Analisis mediasi memperlihatkan bahwa penurunan glikemia atau tekanan darah hanya menjelaskan sebagian kecil efek renoprotektif, menguatkan kemungkinan efek langsung GLP-1RA terhadap ginjal. Temuan ini konsisten dengan data real-world yang mendukung peran GLP-1RA dan SGLT2i dalam pencegahan PGK di layanan primer.[51-55]

Intervensi Bedah

Beberapa bukti menunjukkan bahwa penurunan berat badan melalui tindakan bedah (seperti bedah bariatrik) dapat mengurangi albuminuria dan memperbaiki fungsi ginjal. Hal ini menggarisbawahi bahwa pengendalian berat badan berperan penting untuk proteksi ginjal. Namun, bukti klinis yang menyokong prosedur tersebut dalam pencegahan atau regresi PGK masih sangat terbatas.[22-24]

Kesimpulan

Upaya pencegahan atau meregresi perkembangan penyakit ginjal kronis (PGK) amat penting untuk kesintasan pasien, serta untuk menurunkan morbiditas dan beban biaya kesehatan. Modifikasi nonfarmakologis dapat dilakukan dengan gaya hidup sehat, termasuk menjaga pola diet sehat yang rendah gula, meningkatkan aktivitas fisik, dan menjaga kecukupan hidrasi.
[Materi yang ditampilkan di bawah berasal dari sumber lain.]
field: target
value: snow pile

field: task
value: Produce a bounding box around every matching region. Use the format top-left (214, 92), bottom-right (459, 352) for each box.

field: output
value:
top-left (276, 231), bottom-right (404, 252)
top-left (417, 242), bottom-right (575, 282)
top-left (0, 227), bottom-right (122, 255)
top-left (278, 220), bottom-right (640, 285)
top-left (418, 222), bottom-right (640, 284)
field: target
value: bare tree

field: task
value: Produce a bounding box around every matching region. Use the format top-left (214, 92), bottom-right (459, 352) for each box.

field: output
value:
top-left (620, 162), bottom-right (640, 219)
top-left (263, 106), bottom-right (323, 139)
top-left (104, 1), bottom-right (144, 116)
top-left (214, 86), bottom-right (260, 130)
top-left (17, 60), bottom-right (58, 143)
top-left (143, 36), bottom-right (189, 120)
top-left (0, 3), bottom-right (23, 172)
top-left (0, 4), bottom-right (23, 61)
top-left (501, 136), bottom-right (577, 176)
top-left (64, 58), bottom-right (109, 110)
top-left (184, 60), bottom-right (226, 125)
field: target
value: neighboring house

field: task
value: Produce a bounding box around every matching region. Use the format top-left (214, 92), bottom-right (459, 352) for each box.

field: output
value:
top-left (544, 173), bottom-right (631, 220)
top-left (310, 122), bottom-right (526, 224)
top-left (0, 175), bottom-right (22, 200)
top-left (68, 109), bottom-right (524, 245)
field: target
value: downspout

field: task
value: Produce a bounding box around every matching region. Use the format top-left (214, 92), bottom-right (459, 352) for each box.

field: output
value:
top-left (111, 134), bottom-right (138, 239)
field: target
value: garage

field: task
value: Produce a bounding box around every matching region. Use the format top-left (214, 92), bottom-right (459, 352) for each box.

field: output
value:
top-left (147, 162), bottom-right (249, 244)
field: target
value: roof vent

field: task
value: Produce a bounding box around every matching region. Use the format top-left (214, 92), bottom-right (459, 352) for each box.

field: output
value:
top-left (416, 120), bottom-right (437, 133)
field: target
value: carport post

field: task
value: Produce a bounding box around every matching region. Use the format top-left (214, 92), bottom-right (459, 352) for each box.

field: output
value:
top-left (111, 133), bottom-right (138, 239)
Terapi farmakologis bersifat disease specific, yakni dengan mengatasi komorbiditas yang bisa meningkatkan risiko PGK, seperti diabetes dan hipertensi. Pada pasien diabetes mellitus, beberapa golongan obat telah ditemukan bersifat renoprotektif, yaitu golongan sodium-glucose cotransporters-2 inhibitor (SGLT2i) dan glucagon-like peptide-1 receptor agonists (GLP-1 RA).

Terapi pembedahan untuk penurunan berat badan, seperti operasi bariatrik, juga diduga bermanfaat. Meski begitu, basis bukti efikasi dan keamanannya masih sangat terbatas.